ふたりでひとつになれちゃうことを気持ちいいと思ううちに
少しのズレも許せないセコい人間になってたよ
欲しい気持ちが成長しすぎて愛することを忘れて
万能の君の幻を僕の中に作ってた
これが稲葉節です。いや、俺少しのずれも許せなくなってんだな。愛する気持ち忘れて幻つくってたな……。と、相手に対して何か思ってしまった時、まず自分にフォーカスして考え込む。
J-POPの歌詞としても、曲の後半で「LOVE PHANTOMとは何だったのか」をちゃんと回収してるのが熱い。そしてここで最初のフレーズがリフレインします。「いらない何も捨ててしまおう」。つまり万能の君の幻を捨てようという歌だった。そして高らかに「僕を全部あげよう」と叫んで幻影を振り切る。相手がどうのの前に、いやまず自分が愛するんだと。非常に優しくて力強い帰結です。名曲ですね。
こうした稲葉節、「相手の前にまず自分だ」の精神はそこかしこに見られます。ありすぎて挙げきれませんが、『love me, I love you』は曲名からしてそうですし、自分は『泣いて泣いて泣き止んだら』の「ねぇあなた都合いいようにとってくれていいよ」が大好きです(隙自語)。
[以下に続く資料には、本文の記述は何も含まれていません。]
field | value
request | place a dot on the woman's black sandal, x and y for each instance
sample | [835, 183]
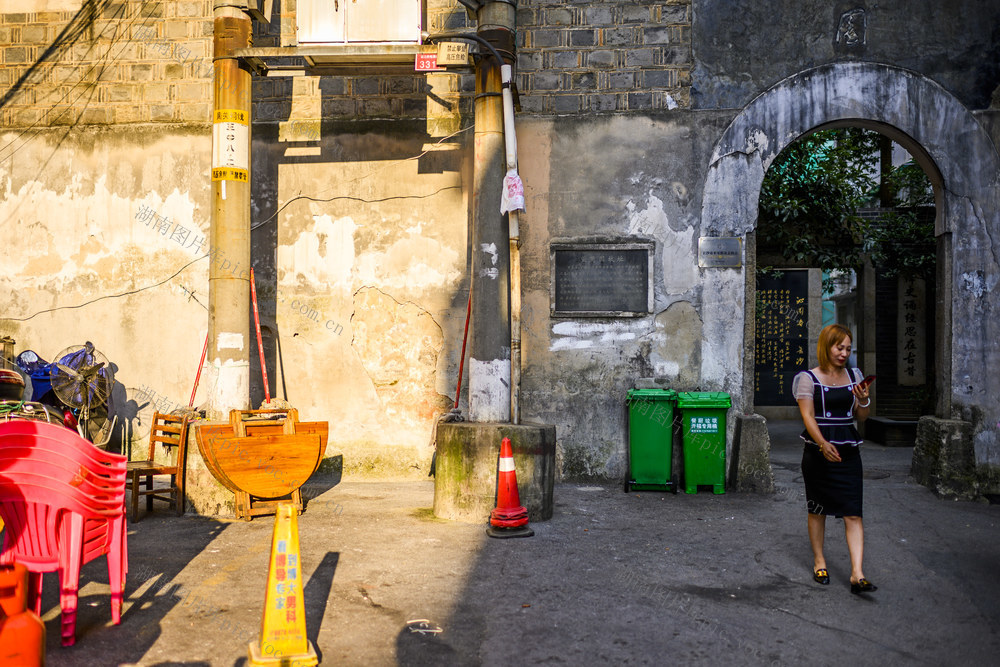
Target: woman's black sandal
[863, 586]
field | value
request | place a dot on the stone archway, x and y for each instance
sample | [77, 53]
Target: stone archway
[964, 167]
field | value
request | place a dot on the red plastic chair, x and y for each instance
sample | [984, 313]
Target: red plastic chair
[62, 501]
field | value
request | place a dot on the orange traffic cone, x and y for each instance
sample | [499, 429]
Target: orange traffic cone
[510, 518]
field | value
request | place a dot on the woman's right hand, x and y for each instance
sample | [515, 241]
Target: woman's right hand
[829, 452]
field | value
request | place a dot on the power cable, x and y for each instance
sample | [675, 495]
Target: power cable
[100, 63]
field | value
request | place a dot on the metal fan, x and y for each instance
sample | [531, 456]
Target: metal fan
[82, 378]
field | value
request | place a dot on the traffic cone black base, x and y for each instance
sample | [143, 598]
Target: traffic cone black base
[522, 531]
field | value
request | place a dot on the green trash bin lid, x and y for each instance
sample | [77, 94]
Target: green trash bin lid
[651, 395]
[703, 399]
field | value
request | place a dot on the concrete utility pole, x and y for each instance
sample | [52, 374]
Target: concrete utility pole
[229, 344]
[489, 358]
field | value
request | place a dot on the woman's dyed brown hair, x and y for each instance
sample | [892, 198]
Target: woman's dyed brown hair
[828, 337]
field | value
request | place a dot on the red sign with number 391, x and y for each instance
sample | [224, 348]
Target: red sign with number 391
[426, 62]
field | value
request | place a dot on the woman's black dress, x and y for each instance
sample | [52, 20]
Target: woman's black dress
[833, 488]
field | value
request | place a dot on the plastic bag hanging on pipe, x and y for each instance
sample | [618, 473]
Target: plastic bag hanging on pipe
[513, 193]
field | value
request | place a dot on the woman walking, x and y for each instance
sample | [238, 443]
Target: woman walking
[830, 398]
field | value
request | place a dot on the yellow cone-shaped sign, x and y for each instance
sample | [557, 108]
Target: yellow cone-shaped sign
[283, 638]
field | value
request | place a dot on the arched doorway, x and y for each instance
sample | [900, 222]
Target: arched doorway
[963, 163]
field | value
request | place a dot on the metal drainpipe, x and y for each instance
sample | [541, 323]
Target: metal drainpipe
[228, 373]
[490, 353]
[510, 143]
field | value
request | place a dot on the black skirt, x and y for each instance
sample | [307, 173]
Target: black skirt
[833, 488]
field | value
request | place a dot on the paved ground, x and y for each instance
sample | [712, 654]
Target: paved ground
[643, 578]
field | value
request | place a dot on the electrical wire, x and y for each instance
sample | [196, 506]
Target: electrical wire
[348, 198]
[107, 296]
[75, 35]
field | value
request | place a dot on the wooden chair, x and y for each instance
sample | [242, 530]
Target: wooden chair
[168, 432]
[62, 501]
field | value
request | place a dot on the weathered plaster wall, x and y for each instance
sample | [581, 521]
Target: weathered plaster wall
[956, 43]
[929, 120]
[102, 228]
[361, 257]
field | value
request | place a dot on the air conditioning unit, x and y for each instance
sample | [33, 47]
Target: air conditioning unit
[322, 22]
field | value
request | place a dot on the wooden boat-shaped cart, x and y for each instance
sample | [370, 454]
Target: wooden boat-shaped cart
[262, 456]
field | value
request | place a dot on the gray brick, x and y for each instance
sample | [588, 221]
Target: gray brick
[584, 80]
[455, 21]
[413, 107]
[582, 38]
[338, 107]
[368, 86]
[619, 36]
[545, 38]
[161, 112]
[640, 101]
[565, 103]
[558, 17]
[565, 59]
[328, 85]
[598, 16]
[546, 81]
[529, 60]
[15, 54]
[603, 102]
[153, 9]
[674, 14]
[399, 85]
[640, 57]
[621, 80]
[601, 59]
[531, 103]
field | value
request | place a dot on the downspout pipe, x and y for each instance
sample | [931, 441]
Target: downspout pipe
[512, 179]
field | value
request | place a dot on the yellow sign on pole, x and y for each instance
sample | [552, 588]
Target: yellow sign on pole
[283, 638]
[231, 145]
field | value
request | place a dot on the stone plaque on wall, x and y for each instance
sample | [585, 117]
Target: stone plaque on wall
[601, 279]
[911, 362]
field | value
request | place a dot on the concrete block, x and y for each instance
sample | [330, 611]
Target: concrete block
[752, 455]
[640, 101]
[466, 469]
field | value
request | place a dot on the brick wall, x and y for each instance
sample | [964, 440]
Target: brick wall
[134, 61]
[365, 96]
[109, 63]
[581, 57]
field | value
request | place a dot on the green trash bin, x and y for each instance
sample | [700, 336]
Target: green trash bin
[703, 433]
[650, 439]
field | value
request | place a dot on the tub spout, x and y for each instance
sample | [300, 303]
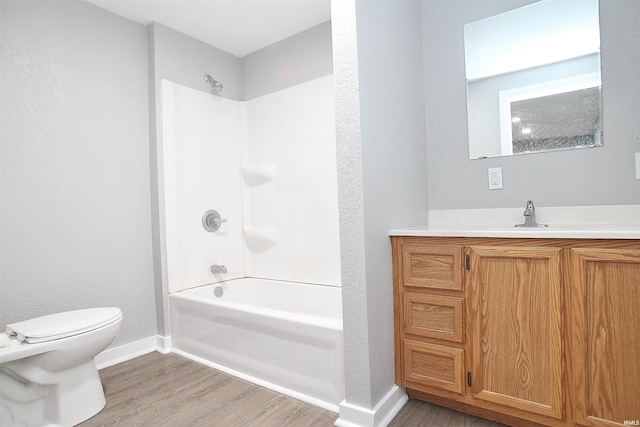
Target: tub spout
[218, 269]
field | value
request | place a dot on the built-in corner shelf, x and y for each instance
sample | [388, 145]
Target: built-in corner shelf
[258, 174]
[260, 239]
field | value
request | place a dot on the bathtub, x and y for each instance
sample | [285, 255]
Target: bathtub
[281, 335]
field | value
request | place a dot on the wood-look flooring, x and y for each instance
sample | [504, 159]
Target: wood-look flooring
[172, 391]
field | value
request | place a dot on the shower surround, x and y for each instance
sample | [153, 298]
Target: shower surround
[268, 166]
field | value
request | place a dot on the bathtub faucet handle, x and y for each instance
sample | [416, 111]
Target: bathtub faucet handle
[211, 220]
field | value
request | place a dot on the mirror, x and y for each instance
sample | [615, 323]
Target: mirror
[533, 79]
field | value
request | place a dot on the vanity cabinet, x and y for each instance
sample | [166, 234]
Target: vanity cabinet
[522, 331]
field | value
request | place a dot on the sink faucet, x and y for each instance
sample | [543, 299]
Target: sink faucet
[218, 269]
[530, 216]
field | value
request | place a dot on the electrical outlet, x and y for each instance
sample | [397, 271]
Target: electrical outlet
[495, 178]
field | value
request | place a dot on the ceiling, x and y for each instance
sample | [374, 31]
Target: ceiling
[235, 26]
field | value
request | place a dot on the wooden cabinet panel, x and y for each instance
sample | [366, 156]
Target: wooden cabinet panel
[434, 316]
[516, 328]
[606, 316]
[433, 365]
[437, 267]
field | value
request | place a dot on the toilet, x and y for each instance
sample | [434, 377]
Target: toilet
[48, 374]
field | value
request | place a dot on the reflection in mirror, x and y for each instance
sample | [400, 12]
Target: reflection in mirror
[533, 79]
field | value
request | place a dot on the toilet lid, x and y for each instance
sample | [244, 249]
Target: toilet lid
[63, 325]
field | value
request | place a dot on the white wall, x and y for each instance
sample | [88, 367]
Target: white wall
[293, 131]
[74, 183]
[284, 227]
[598, 176]
[201, 157]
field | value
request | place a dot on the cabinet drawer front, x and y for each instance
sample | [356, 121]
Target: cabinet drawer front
[434, 316]
[438, 267]
[433, 365]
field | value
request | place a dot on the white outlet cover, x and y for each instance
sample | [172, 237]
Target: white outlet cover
[495, 178]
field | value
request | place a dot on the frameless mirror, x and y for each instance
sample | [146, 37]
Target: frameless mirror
[533, 79]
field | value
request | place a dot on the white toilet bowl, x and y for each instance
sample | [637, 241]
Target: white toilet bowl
[48, 374]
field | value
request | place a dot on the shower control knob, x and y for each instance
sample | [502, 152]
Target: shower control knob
[211, 220]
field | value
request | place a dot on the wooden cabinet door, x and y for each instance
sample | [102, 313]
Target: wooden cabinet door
[516, 327]
[605, 315]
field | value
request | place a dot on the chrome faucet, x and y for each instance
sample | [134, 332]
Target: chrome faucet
[530, 216]
[218, 269]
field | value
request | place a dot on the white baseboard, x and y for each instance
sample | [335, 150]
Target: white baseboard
[164, 344]
[381, 415]
[115, 355]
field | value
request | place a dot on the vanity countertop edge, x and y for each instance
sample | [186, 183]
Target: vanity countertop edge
[583, 222]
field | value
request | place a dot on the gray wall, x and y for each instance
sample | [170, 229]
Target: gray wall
[74, 193]
[381, 174]
[297, 59]
[597, 176]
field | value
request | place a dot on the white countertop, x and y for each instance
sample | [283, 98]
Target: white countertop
[591, 222]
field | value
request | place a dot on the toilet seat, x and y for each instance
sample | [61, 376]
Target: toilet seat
[63, 325]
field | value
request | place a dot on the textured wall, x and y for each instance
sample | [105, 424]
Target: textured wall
[570, 178]
[74, 194]
[381, 174]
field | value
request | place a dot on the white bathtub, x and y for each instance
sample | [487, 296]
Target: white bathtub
[281, 335]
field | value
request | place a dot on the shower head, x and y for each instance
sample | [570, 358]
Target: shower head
[216, 86]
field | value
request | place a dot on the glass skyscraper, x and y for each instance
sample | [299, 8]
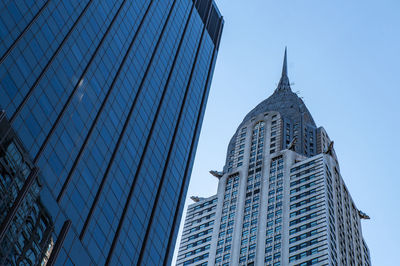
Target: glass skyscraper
[281, 199]
[102, 105]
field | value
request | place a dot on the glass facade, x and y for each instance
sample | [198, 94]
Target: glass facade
[108, 98]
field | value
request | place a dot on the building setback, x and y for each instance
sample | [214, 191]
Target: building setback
[281, 199]
[103, 101]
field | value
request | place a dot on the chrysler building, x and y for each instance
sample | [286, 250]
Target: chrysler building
[281, 199]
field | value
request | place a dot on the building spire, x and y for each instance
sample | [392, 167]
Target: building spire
[284, 68]
[284, 83]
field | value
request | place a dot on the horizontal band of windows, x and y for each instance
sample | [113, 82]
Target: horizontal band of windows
[316, 169]
[307, 217]
[307, 201]
[304, 165]
[307, 235]
[199, 220]
[199, 258]
[316, 177]
[318, 183]
[307, 253]
[196, 243]
[306, 209]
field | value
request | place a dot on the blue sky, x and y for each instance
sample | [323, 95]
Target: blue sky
[343, 58]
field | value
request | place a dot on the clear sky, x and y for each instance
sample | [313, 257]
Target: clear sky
[343, 58]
ということで、大切な「相手」に踏み込む前に、まず「自分」にフォーカスしようとするのが稲葉浩志節です。素敵な大人というか、尊敬するものがある佇まいです。
そして語りたいのはここから。
どんなに自分が思っている相手でも、安易には踏み込まんとする男。
まず僕を全部あげようとする男。
じゃあ
大切だと思っている「相手」が、「自分」に全く応えてくれない場合どうなるのか?
壊れる。
「RING」を聴く(聴け)
■B'zらしくない、妖しいコード使い
B'zといえばキャッチーで馴染やすいメロディですが、「RING」の歌いだしは明らかに違う。非常に妖しく、緊張感のただようメロディになっている。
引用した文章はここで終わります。